Starting from the v0.12 release, the NVIDIA device plug-in framework started supporting time-sliced GPU sharing between CUDA workloads for containers on Kubernetes. This feature aims to prevent under-utilization of GPU units and make it easier to scale applications by leveraging time-multiplexed CUDA contexts. Before the official release, a fork of the plug-in was enabling such temporal concurrency.
NVIDIA GPUs automatically serialize compute kernels (i.e. functions executed on the device) submitted by multiple CUDA contexts. CUDA stream API can be used as a concurrent abstraction, however, streams are only available within a single process. Therefore directly executing parallel jobs from multiple processes (e.g. multiple replicas of a server application) always results in insufficient consumption of GPU resources.
Within GPU workstations, CUDA API supports four types of concurrency for multi-process GPU workloads: CUDA Multi-Process Service (MPS), Multi-instance GPU (MIG), vGPU, and time-slicing. On Kubernetes, oversubscription of NVIDIA GPU devices is disallowed as scheduling API advertises them as discrete integer resources. This creates a scaling bottleneck for HPC and ML architectures especially when multiple CUDA contexts (i.e. multiple applications) are not able to share existing GPUs optimally. Although it is possible to allow any pod to use k8s GPUs by setting NVIDIA_VISIBLE_DEVICES environment variable to "all", this configuration is not administered by the CUDA handlers and may cause unexpected results for the Ops teams.
As Kubernetes is becoming the de facto platform for scaling services, NVIDIA also started to incorporate the native concurrency mechanisms into the clusters via the device plug-in. For Ampere and later GPU models (e.g. A100), multi-instance GPU concurrency is already supported by the K8s device plug-in.
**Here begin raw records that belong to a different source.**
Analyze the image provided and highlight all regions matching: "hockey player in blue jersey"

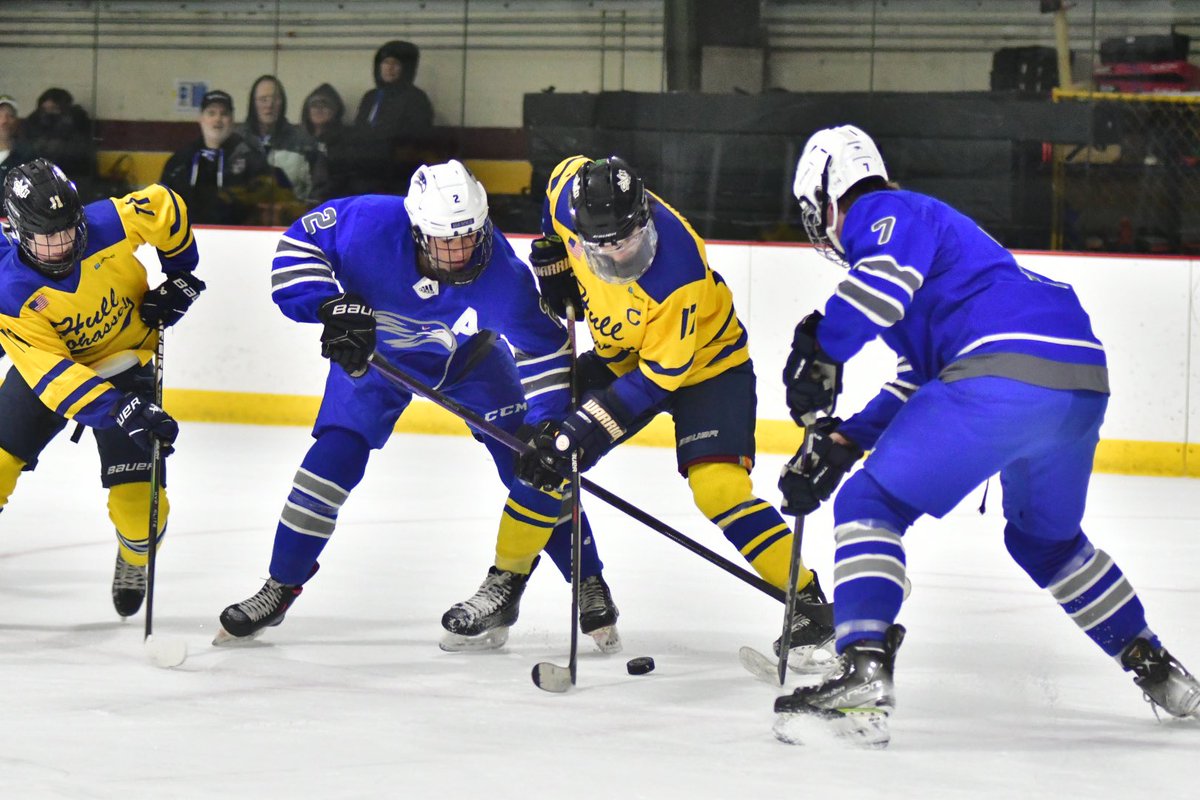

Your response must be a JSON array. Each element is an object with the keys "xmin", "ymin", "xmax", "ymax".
[
  {"xmin": 216, "ymin": 161, "xmax": 620, "ymax": 652},
  {"xmin": 775, "ymin": 126, "xmax": 1200, "ymax": 746}
]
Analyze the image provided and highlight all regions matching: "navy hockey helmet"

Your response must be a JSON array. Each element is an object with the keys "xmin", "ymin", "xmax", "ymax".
[
  {"xmin": 4, "ymin": 158, "xmax": 88, "ymax": 279},
  {"xmin": 571, "ymin": 156, "xmax": 659, "ymax": 283}
]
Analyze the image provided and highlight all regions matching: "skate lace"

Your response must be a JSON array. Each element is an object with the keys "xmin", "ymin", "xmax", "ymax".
[
  {"xmin": 113, "ymin": 555, "xmax": 146, "ymax": 591},
  {"xmin": 463, "ymin": 572, "xmax": 512, "ymax": 616},
  {"xmin": 580, "ymin": 576, "xmax": 612, "ymax": 614},
  {"xmin": 238, "ymin": 578, "xmax": 283, "ymax": 622}
]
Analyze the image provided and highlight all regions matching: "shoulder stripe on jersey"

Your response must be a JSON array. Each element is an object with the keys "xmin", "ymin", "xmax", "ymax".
[
  {"xmin": 838, "ymin": 275, "xmax": 904, "ymax": 327},
  {"xmin": 854, "ymin": 255, "xmax": 925, "ymax": 297},
  {"xmin": 163, "ymin": 186, "xmax": 184, "ymax": 239},
  {"xmin": 34, "ymin": 359, "xmax": 74, "ymax": 397},
  {"xmin": 271, "ymin": 264, "xmax": 334, "ymax": 288},
  {"xmin": 275, "ymin": 236, "xmax": 329, "ymax": 264},
  {"xmin": 271, "ymin": 275, "xmax": 337, "ymax": 294},
  {"xmin": 955, "ymin": 333, "xmax": 1104, "ymax": 356}
]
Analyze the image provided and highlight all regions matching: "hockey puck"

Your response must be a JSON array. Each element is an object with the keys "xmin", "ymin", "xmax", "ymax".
[{"xmin": 625, "ymin": 656, "xmax": 654, "ymax": 675}]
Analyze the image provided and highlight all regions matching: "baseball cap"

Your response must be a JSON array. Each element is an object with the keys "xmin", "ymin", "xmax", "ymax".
[{"xmin": 200, "ymin": 89, "xmax": 233, "ymax": 114}]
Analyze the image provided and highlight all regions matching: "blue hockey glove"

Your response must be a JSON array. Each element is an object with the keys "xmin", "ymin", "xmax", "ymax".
[
  {"xmin": 317, "ymin": 291, "xmax": 376, "ymax": 378},
  {"xmin": 529, "ymin": 236, "xmax": 583, "ymax": 319},
  {"xmin": 115, "ymin": 393, "xmax": 179, "ymax": 457},
  {"xmin": 138, "ymin": 272, "xmax": 205, "ymax": 327},
  {"xmin": 779, "ymin": 416, "xmax": 863, "ymax": 517},
  {"xmin": 784, "ymin": 311, "xmax": 841, "ymax": 425}
]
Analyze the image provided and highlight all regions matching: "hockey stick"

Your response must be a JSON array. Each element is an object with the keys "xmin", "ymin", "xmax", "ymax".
[
  {"xmin": 533, "ymin": 303, "xmax": 583, "ymax": 693},
  {"xmin": 776, "ymin": 425, "xmax": 812, "ymax": 686},
  {"xmin": 371, "ymin": 351, "xmax": 785, "ymax": 602},
  {"xmin": 143, "ymin": 323, "xmax": 187, "ymax": 668}
]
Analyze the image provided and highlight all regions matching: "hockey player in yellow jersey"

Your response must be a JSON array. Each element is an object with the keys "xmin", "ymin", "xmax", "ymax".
[
  {"xmin": 521, "ymin": 156, "xmax": 833, "ymax": 668},
  {"xmin": 0, "ymin": 158, "xmax": 204, "ymax": 616}
]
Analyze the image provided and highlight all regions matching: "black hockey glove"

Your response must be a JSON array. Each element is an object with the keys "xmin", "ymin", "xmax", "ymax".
[
  {"xmin": 516, "ymin": 420, "xmax": 564, "ymax": 492},
  {"xmin": 317, "ymin": 291, "xmax": 376, "ymax": 378},
  {"xmin": 533, "ymin": 395, "xmax": 625, "ymax": 475},
  {"xmin": 115, "ymin": 392, "xmax": 179, "ymax": 457},
  {"xmin": 138, "ymin": 272, "xmax": 204, "ymax": 327},
  {"xmin": 779, "ymin": 416, "xmax": 863, "ymax": 517},
  {"xmin": 529, "ymin": 236, "xmax": 583, "ymax": 319},
  {"xmin": 784, "ymin": 311, "xmax": 841, "ymax": 425}
]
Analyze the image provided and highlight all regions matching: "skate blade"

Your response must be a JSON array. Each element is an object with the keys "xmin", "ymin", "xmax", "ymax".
[
  {"xmin": 212, "ymin": 627, "xmax": 266, "ymax": 648},
  {"xmin": 438, "ymin": 627, "xmax": 509, "ymax": 652},
  {"xmin": 772, "ymin": 708, "xmax": 892, "ymax": 750},
  {"xmin": 787, "ymin": 638, "xmax": 838, "ymax": 675},
  {"xmin": 738, "ymin": 646, "xmax": 779, "ymax": 686},
  {"xmin": 533, "ymin": 661, "xmax": 575, "ymax": 694},
  {"xmin": 588, "ymin": 625, "xmax": 624, "ymax": 655}
]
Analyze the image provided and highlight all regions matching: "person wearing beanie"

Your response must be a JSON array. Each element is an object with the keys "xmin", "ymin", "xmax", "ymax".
[
  {"xmin": 0, "ymin": 94, "xmax": 34, "ymax": 185},
  {"xmin": 161, "ymin": 89, "xmax": 271, "ymax": 225}
]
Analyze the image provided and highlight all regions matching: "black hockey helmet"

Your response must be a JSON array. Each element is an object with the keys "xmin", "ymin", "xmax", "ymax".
[
  {"xmin": 4, "ymin": 158, "xmax": 88, "ymax": 279},
  {"xmin": 571, "ymin": 156, "xmax": 658, "ymax": 283}
]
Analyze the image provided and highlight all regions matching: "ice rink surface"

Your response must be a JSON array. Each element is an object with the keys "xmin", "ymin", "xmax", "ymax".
[{"xmin": 0, "ymin": 423, "xmax": 1200, "ymax": 800}]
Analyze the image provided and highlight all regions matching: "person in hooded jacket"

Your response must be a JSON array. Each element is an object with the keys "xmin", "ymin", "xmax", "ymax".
[
  {"xmin": 300, "ymin": 83, "xmax": 360, "ymax": 201},
  {"xmin": 235, "ymin": 76, "xmax": 328, "ymax": 209},
  {"xmin": 354, "ymin": 40, "xmax": 433, "ymax": 194}
]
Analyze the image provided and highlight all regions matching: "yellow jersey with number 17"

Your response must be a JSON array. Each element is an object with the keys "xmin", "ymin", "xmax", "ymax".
[
  {"xmin": 0, "ymin": 185, "xmax": 198, "ymax": 428},
  {"xmin": 542, "ymin": 156, "xmax": 750, "ymax": 400}
]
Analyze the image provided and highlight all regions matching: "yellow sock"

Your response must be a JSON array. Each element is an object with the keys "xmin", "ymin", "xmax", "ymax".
[{"xmin": 108, "ymin": 482, "xmax": 170, "ymax": 566}]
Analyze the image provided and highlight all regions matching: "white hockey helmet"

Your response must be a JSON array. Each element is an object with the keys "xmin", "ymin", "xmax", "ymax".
[
  {"xmin": 792, "ymin": 125, "xmax": 888, "ymax": 265},
  {"xmin": 404, "ymin": 161, "xmax": 492, "ymax": 285}
]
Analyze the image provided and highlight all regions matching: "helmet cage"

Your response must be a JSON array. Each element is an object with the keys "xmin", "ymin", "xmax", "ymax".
[
  {"xmin": 581, "ymin": 218, "xmax": 659, "ymax": 284},
  {"xmin": 4, "ymin": 158, "xmax": 88, "ymax": 279},
  {"xmin": 413, "ymin": 218, "xmax": 493, "ymax": 285}
]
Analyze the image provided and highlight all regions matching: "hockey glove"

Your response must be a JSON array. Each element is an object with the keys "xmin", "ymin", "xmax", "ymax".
[
  {"xmin": 529, "ymin": 236, "xmax": 583, "ymax": 319},
  {"xmin": 516, "ymin": 420, "xmax": 564, "ymax": 492},
  {"xmin": 784, "ymin": 311, "xmax": 841, "ymax": 425},
  {"xmin": 534, "ymin": 395, "xmax": 625, "ymax": 475},
  {"xmin": 779, "ymin": 416, "xmax": 863, "ymax": 517},
  {"xmin": 115, "ymin": 392, "xmax": 179, "ymax": 457},
  {"xmin": 317, "ymin": 291, "xmax": 376, "ymax": 378},
  {"xmin": 138, "ymin": 272, "xmax": 204, "ymax": 327}
]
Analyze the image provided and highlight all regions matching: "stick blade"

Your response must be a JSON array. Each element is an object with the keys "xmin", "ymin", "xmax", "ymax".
[
  {"xmin": 144, "ymin": 634, "xmax": 187, "ymax": 669},
  {"xmin": 533, "ymin": 661, "xmax": 575, "ymax": 694}
]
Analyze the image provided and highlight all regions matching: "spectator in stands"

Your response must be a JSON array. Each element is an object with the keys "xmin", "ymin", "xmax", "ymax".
[
  {"xmin": 160, "ymin": 90, "xmax": 272, "ymax": 225},
  {"xmin": 354, "ymin": 41, "xmax": 433, "ymax": 194},
  {"xmin": 300, "ymin": 83, "xmax": 357, "ymax": 203},
  {"xmin": 22, "ymin": 88, "xmax": 96, "ymax": 185},
  {"xmin": 0, "ymin": 95, "xmax": 34, "ymax": 186},
  {"xmin": 236, "ymin": 76, "xmax": 328, "ymax": 209}
]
The newest addition to the list comes with temporal concurrency via the time-slicing API. On the other hand, for Volta and later GPU architectures, MPS support is not yet developed by the plug-in team.
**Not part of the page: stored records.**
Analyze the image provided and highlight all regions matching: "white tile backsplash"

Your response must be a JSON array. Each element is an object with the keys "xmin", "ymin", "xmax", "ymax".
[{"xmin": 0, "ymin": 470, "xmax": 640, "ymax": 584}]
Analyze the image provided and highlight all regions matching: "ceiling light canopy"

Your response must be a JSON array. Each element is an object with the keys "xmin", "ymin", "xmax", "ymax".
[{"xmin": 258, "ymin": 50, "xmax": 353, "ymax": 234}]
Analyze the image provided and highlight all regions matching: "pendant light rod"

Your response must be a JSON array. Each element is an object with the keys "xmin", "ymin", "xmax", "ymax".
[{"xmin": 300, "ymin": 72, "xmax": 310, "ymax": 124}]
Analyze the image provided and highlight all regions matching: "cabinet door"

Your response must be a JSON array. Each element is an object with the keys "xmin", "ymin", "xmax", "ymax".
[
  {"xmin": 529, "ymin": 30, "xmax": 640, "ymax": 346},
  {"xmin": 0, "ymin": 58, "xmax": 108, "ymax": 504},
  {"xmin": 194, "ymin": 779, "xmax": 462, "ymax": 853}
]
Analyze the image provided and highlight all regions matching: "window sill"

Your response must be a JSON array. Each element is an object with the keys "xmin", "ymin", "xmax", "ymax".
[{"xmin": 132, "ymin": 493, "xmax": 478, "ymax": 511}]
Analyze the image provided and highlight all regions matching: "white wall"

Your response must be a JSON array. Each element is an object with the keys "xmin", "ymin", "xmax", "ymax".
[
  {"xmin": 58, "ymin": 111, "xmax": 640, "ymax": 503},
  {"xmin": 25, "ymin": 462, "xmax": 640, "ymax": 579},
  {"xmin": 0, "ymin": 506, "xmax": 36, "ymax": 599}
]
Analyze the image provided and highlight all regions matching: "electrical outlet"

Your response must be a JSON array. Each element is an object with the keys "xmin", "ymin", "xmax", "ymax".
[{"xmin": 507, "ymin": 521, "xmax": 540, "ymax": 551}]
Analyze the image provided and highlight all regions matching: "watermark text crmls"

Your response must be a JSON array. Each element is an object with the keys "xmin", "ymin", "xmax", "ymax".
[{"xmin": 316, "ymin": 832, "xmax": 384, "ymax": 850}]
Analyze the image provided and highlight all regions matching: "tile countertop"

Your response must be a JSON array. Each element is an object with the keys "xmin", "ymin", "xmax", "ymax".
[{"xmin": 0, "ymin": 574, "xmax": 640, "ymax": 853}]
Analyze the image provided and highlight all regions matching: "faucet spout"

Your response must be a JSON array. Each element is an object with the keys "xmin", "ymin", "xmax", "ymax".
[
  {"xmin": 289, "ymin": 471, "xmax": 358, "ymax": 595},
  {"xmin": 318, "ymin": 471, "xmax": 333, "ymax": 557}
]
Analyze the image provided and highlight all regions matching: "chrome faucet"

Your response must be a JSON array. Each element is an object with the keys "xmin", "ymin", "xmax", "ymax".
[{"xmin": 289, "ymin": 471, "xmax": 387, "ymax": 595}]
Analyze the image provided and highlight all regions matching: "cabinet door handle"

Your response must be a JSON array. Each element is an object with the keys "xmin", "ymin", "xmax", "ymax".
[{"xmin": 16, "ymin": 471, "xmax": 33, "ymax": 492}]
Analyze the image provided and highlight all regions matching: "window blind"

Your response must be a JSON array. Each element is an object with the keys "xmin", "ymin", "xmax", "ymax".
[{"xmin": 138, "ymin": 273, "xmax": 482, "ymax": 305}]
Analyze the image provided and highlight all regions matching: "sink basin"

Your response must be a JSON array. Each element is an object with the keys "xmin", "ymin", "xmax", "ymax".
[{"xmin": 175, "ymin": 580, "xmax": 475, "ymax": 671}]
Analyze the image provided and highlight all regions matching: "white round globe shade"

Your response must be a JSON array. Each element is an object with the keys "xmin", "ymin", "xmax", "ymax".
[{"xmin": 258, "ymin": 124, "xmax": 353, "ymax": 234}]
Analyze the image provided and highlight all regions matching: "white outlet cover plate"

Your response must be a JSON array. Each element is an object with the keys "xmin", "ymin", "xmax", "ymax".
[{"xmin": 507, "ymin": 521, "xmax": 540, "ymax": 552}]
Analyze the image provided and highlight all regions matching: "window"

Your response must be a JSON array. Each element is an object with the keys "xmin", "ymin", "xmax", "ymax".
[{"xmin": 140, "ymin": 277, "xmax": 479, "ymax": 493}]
In effect, serialized execution of different CUDA contexts is temporally concurrent as they can be managed at the same time. Therefore, one may wonder why time-slicing API should be preferred. Launched independently from different host processes (CPU), scheduling of contexts is not computationally cheap. Also declaring the number of expected CUDA executions in advance may allow possible higher-level optimizations.
The time-slicing API is especially useful for ML-serving applications as companies exploit cost-effective lower-end GPUs for inference workloads. MPS and MIG are only available for GPUs starting from Volta and Ampere architectures respectively, hence common inference GPUs such as NVIDIA T4 cannot be used with MIG on Kubernetes. Time-slicing API will be critical for future libraries aiming to optimize accelerator usage.
Temporal concurrency can be easily enabled by adding an extra configuration to the manifest YAML file. For example, the below setting will increase the virtual time-shared device count by a factor of 5 (e.g. for 4 GPU devices, 20 will be available for sharing on Kubernetes):
version: v1
sharing:
timeSlicing:
resources:
- name: nvidia.com/gpu
replicas: 5
AMD maintains a separate k8s device plug-in repository for its ROCm APIs. For instance, the ROCm OpenCL API allows hardware queues for the concurrent execution of kernels within the GPU workstation, but similar limitations exist on K8s as well. In the future, we may expect standardization attempts for the GPU-sharing mechanisms on the Kubernetes platform regardless of the vendor type.
More information about the concurrency mechanisms can be obtained from the official documentation, and a detailed overview of the time-slicing API can be reached from the plug-in documentation. An alternative MPS-based k8s vGPU implementation from AWS for Volta and Ampere architectures can also be seen in the official repository.